STONINGTON — As arrangements for removing debris from the collapsed Stillmanville Mill proceed, the town is struggling to figure out how to recoup the costs for a project it never wanted.
The roof of the dilapidated mill, built in 1848, collapsed during a heavy rainstorm on April 15, causing debris to fall into the Pawcatuck River, which was federally designated a Wild and Scenic River on March 12. Located at 75 Stillman Ave. in Pawcatuck, the three-story brick building stood on a 1.2-acre site directly adjacent to the river, which provided hydropower for early operations as a textile mill.
The mill is owned by Pawcatuck Landing LLC and co-owned by L&M LLC, who purchased the building in 2006 for $270,000. The current owners have abandoned their claims of ownership and the property is considered abandoned, according to a town report dated April 4, 2019. The report also stated the taxes on the property were $7,724 in arrears and the Distressed Premises Citation fees, accruing at a rate of $100 per day, totaled $28,400.
“The town attorney has placed a lien on the property of $147,262 for the costs to the town thus far,” said First Selectman Rob Simmons at his office on May 14.
Even though the town doesn’t own the property, the building’s roof collapse engendered a public safety crisis that had to be addressed despite the costs, he said.
“The town is paying for the demolition and debris removal because we are confronted with a crisis where the owner of the building is not acting in a responsible fashion and has not been for some time and if we don’t take action, the crisis could become worse,” he said. “We will certainly put a lien on the property and we will seek some sort of assistance from federal and state entities for the remediation. We’ll go to our insurance company and see what options we have there to recover some of the costs of our actions.”
On April 24, the town’s Board of Finance approved separate emergency appropriations of $125,000 to cover the demolition costs and up to $600,000 for debris removal.
On a positive note, the debris removal is likely to cost less than $600,000, he said.

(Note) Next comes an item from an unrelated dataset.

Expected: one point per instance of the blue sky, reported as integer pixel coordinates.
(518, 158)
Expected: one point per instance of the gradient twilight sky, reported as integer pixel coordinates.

For removing the debris in three weeks time, Wiese Construction Inc., of Norwich, bid $259,000 and Standard Demolition Services Inc., bid $327,300.
At the request of the Environmental Protection Agency, the town has hired Harley Langford, a senior environmental scientist with Tighe & Bond, an engineering and environmental consultancy in Middletown, to coordinate the removal of the contaminated material, which contains some polychlorinated biphenyl compounds (PCBs) and asbestos.
Since some of the bulk material may not be contaminated, sorting will be required before the debris can be removed from the site.
“We have to separate it out and based on the testing we have to send it to different locations. The bulk material ships for about $200 a ton, the contaminated material ships for about $400 a ton, and so we want to make sure the shipping of this material is done safely but also in an economically responsible way,” Simmons said.
Langford will supervise the contractors who are loading the trucks to make sure environmental procedures are followed. Workers will be required to wear coveralls, rubber gloves and eye protection. The site will be watered to keep the dust down and the tires of vehicles will be inspected and decontaminated as necessary.
Last year the state rejected the town’s application for a $200,000 brownfield state grant to assess the level of environmental contamination of the mill property, which last housed the Connecticut Investment Casting Corporation from 1961 and 1999 and has been vacant since.
In 2005 a private investor’s plan was approved to improve the mill structure and construct additional buildings to host 37 apartments, but the project was never executed. A 2006 study estimated site remediation at $1.1 million, which may have deterred investors. In April 2018, the town put the property up for a tax sale but no bidders came forward.
On Sept. 5, 2018, about 50 people from the mill’s neighborhood came to a town-organized community forum to discuss the future of the mill. The overwhelming consensus was to save the mill, but no investors appeared.
On the day of the roof collapse, a private investor named Tom Carter, who had been in touch with the town about purchasing the property, claimed he owned the building, according to town documents. He said had a viable plan for the property and asked the town to stabilize the mill rather the demolish it. However, it was discovered that even though Carter had a signed Purchase and Sale agreement, it had not been executed.
Looking back, Simmons said choosing to demolish the mill or to let it fall apart represented two impossible choices.
“What would you prefer, to spend $600,000 to avert further crisis, or would you prefer to sit and let the building fall in the river? It’s not a good choice either way,” he said.